The House of Commons Work and Pensions select committee will hold a new public inquiry into final salary pension schemes, according to a recent announcement. This will be responsible for investigating the problems facing all private sector defined-benefit pension schemes, following the questions that have recently been raised by the crises at Tata Steel and British Homes Stores (BHS).
Mind the gap?
Occupational pension schemes – particularly the defined benefit (or “final salary”) type in which the employer holds all the employees’ longevity risk – have struggled in the UK over recent years because of a combination of rising life expectancy among Britain’s workforce and low returns on their capital.
The UK as a whole has roughly 6,000 separate occupational pension schemes, over 5,000 of which are currently reckoned to be in deficit. The size of the gap between their total combined assets and liabilities is estimated to be £805 billion, and even those which are not in deficit have a combined surplus of just £4 billion, giving them a relatively small buffer should their circumstances suddenly deteriorate.
The recent problems affecting BHS and Tata Steel have provided particularly severe examples of how struggling firms can be undermined by their pension liabilities. The fact that BHS’s company pension scheme had a gap of £571 million between its assets and its liabilities has been widely cited as one of the key reasons why it was so difficult to find a credible buyer for the company, while the government is now publicly consulting on ways of changing the pension promises that were made to British Steel workers in order to keep Tata Steel’s troubled UK steel plants in business.
In both scenarios, the biggest losers are likely to be the workers, who will now almost certainly get less than they were expecting to when they retire. The BHS pension scheme will probably be absorbed by the government’s “lifeboat” service for distressed schemes, the Pension Protection Fund, but this means workers who haven’t yet retired could see their eventual pensions cut by 10%. Meanwhile, the consultation on the British Steel scheme puts on the table the fairly radical option of changing the measure of the scheme’s indexation from RPI to the less generous CPI, which would set a significant precedent that could be applied to many other schemes in future.
The new pensions inquiry has been convened in part to examine whether these schemes were victims of exceptional circumstances, or if in fact they are emblematic of the broader problems affecting occupational pensions.
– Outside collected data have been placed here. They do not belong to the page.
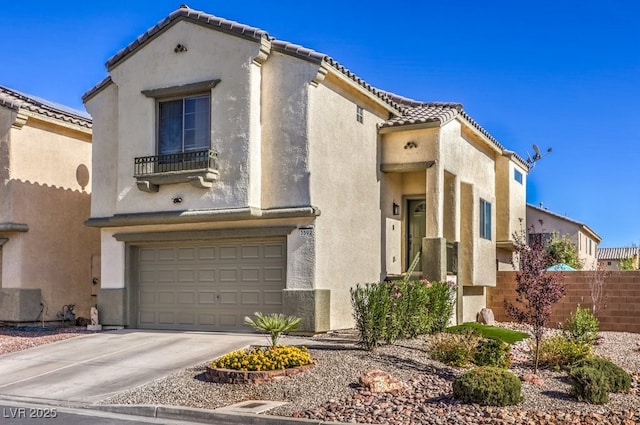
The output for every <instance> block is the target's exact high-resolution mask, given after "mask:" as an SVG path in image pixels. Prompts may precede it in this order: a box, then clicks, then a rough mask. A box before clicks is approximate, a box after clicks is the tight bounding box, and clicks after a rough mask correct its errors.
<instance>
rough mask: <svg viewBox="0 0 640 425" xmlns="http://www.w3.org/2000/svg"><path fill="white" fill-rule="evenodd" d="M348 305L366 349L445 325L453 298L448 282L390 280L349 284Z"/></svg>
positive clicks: (446, 323)
mask: <svg viewBox="0 0 640 425" xmlns="http://www.w3.org/2000/svg"><path fill="white" fill-rule="evenodd" d="M350 292H351V305H352V307H353V315H354V318H355V322H356V329H357V330H358V332H359V334H360V342H361V343H362V345H363V346H364V347H365V348H366V349H367V350H374V349H375V348H376V347H378V346H379V345H381V344H382V343H387V344H391V343H393V342H395V341H396V340H397V339H399V338H415V337H416V336H418V335H423V334H426V333H433V332H435V331H438V330H441V329H444V327H446V325H447V323H448V321H449V318H450V317H451V314H452V313H453V306H454V305H455V299H456V285H455V284H454V283H452V282H448V283H442V282H429V281H427V280H421V281H393V282H376V283H369V284H365V285H360V284H358V285H357V286H356V287H355V288H351V291H350Z"/></svg>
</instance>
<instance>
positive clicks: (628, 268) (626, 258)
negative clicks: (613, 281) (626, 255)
mask: <svg viewBox="0 0 640 425" xmlns="http://www.w3.org/2000/svg"><path fill="white" fill-rule="evenodd" d="M619 267H620V270H624V271H626V270H635V267H634V264H633V258H631V257H627V258H621V259H620V265H619Z"/></svg>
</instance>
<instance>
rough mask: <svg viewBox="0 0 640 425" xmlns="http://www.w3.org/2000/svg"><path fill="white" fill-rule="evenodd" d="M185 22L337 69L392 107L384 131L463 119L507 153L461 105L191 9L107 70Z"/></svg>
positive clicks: (308, 49) (184, 10)
mask: <svg viewBox="0 0 640 425" xmlns="http://www.w3.org/2000/svg"><path fill="white" fill-rule="evenodd" d="M181 20H185V21H189V22H192V23H195V24H198V25H203V26H205V27H208V28H211V29H215V30H218V31H222V32H225V33H227V34H231V35H235V36H238V37H242V38H245V39H249V40H254V41H256V42H260V41H261V40H266V41H268V42H269V43H270V44H271V49H272V50H274V51H278V52H281V53H284V54H288V55H291V56H295V57H297V58H300V59H303V60H307V61H310V62H313V63H317V64H326V65H327V66H329V67H331V68H333V69H335V70H336V71H338V72H339V73H340V74H342V75H343V76H345V77H346V78H347V79H349V80H351V81H353V82H354V83H355V84H357V85H359V86H360V87H362V88H363V89H364V90H366V91H367V92H368V93H369V94H370V95H371V96H373V97H376V98H378V99H379V100H380V101H382V102H383V103H385V104H386V105H388V107H389V108H391V110H392V111H393V113H394V114H396V115H397V116H396V117H393V118H391V119H389V120H387V121H385V122H384V123H382V124H381V125H380V128H387V127H400V126H403V125H411V124H421V123H428V122H438V123H440V125H442V124H445V123H447V122H449V121H451V120H452V119H454V118H456V117H459V118H461V119H462V120H463V121H465V122H466V123H468V124H469V125H470V126H471V127H472V128H474V129H476V130H477V131H479V132H480V133H481V134H482V135H483V136H485V137H486V138H487V139H488V140H489V141H490V142H491V143H492V144H494V145H495V147H496V148H498V149H499V150H501V151H503V152H508V151H506V149H505V147H504V146H503V145H502V144H501V143H500V142H498V141H497V140H496V139H495V138H494V137H493V136H492V135H491V134H490V133H489V132H488V131H486V130H485V129H484V128H482V127H481V126H480V125H479V124H478V123H477V122H476V121H475V120H473V119H472V118H471V117H470V116H469V115H468V114H467V113H466V112H465V111H464V109H463V107H462V105H461V104H459V103H437V102H435V103H434V102H421V101H416V100H412V99H409V98H406V97H402V96H398V95H396V94H393V93H390V92H387V91H384V90H380V89H378V88H376V87H373V86H372V85H370V84H369V83H367V82H366V81H364V80H363V79H362V78H360V77H358V76H357V75H356V74H354V73H353V72H351V71H350V70H349V69H347V68H346V67H344V66H343V65H341V64H340V63H339V62H338V61H336V60H335V59H333V58H332V57H330V56H329V55H326V54H324V53H320V52H317V51H315V50H312V49H308V48H306V47H303V46H300V45H297V44H294V43H290V42H287V41H283V40H278V39H276V38H274V37H272V36H270V35H269V33H267V32H266V31H264V30H261V29H259V28H256V27H252V26H249V25H245V24H240V23H238V22H235V21H231V20H227V19H223V18H219V17H217V16H214V15H211V14H209V13H206V12H202V11H198V10H194V9H191V8H189V6H187V5H184V4H183V5H181V6H180V7H179V8H178V9H177V10H175V11H173V12H172V13H170V14H169V16H167V17H166V18H165V19H163V20H162V21H160V22H158V23H157V24H156V25H154V26H153V27H151V28H149V29H148V30H147V31H146V32H145V33H144V34H142V35H141V36H140V37H138V38H137V39H136V40H134V41H133V42H131V43H130V44H129V45H128V46H126V47H125V48H123V49H121V50H120V51H119V52H118V53H116V54H115V55H114V56H113V57H111V58H110V59H109V60H107V62H106V67H107V69H108V70H111V69H112V68H113V67H115V66H117V65H118V64H119V63H120V62H121V61H123V60H125V59H126V58H127V57H128V56H129V55H131V54H132V53H134V52H135V51H137V50H138V49H139V48H141V47H142V46H144V45H145V44H146V43H147V42H149V41H150V40H152V39H153V38H155V37H156V36H158V35H159V34H160V33H161V32H163V31H164V30H166V29H167V28H169V27H170V26H172V25H174V24H175V23H177V22H179V21H181ZM109 84H111V79H110V78H109V77H107V78H106V79H104V80H103V81H101V82H100V83H98V84H96V85H95V86H94V87H92V88H91V89H89V90H88V91H87V92H86V93H85V94H84V95H83V96H82V100H83V101H87V100H88V99H89V98H90V97H92V96H93V95H94V94H95V93H97V92H99V91H100V90H102V89H103V88H104V87H106V86H108V85H109ZM509 153H511V154H513V157H514V158H515V159H516V160H517V161H518V162H519V163H520V164H521V165H522V166H523V167H524V168H525V169H526V170H528V169H529V166H528V164H527V163H526V161H525V160H524V159H523V158H521V157H520V156H519V155H517V154H514V153H512V152H509Z"/></svg>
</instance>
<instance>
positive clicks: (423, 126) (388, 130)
mask: <svg viewBox="0 0 640 425" xmlns="http://www.w3.org/2000/svg"><path fill="white" fill-rule="evenodd" d="M441 126H442V122H441V121H440V120H439V119H437V118H433V119H429V120H425V121H424V122H419V123H409V124H395V125H390V126H383V127H379V128H378V133H380V134H386V133H394V132H396V131H409V130H421V129H423V128H436V127H441Z"/></svg>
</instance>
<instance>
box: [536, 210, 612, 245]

IF would argue that the real problem here is the intergenerational nature of these pension promises: now that the bills are falling due for promises that were made in the distant past, many firms are finding that the money is no longer there to pay for them. In extreme cases like British Steel and BHS, this is leading to a painful process of deciding who should take the necessary haircut to make these pension schemes affordable – whether it is today’s older workers and retirees in the form of reduced benefits, or staff and shareholders who lose out through lower wages and profits.
Announcing the inquiry, its chairman, Labour MP Frank Field, said that it is poised to consider “radical solutions to the one of the great problems of this age”:
“The Select Committees’ in-depth case study on BHS is illustrating how such schemes are already creaking from rising life expectancy and record low returns on capital. Pension law and regulation must urgently adapt to the issues of the future, rather than the problems of the past. The whole savings edifice is in danger…The impact on millions of people’s living standards from intergenerational trade-offs of income and wealth are brutal.
“It’s not now simply that children in today’s nurseries will be paying for our pensions and healthcare – it may be that – but the pension promises for today’s pensioners are being stacked up against the jobs of those people who followed them into the firm. This will be a major inquiry considering radical solutions to one of the great problems of this age.”
Like all “great problems”, this raises very difficult questions, and the fact that the idea of reneging on contractual pension promises – which would once have been virtually unthinkable – is now under serious consideration shows just how dramatic things have become.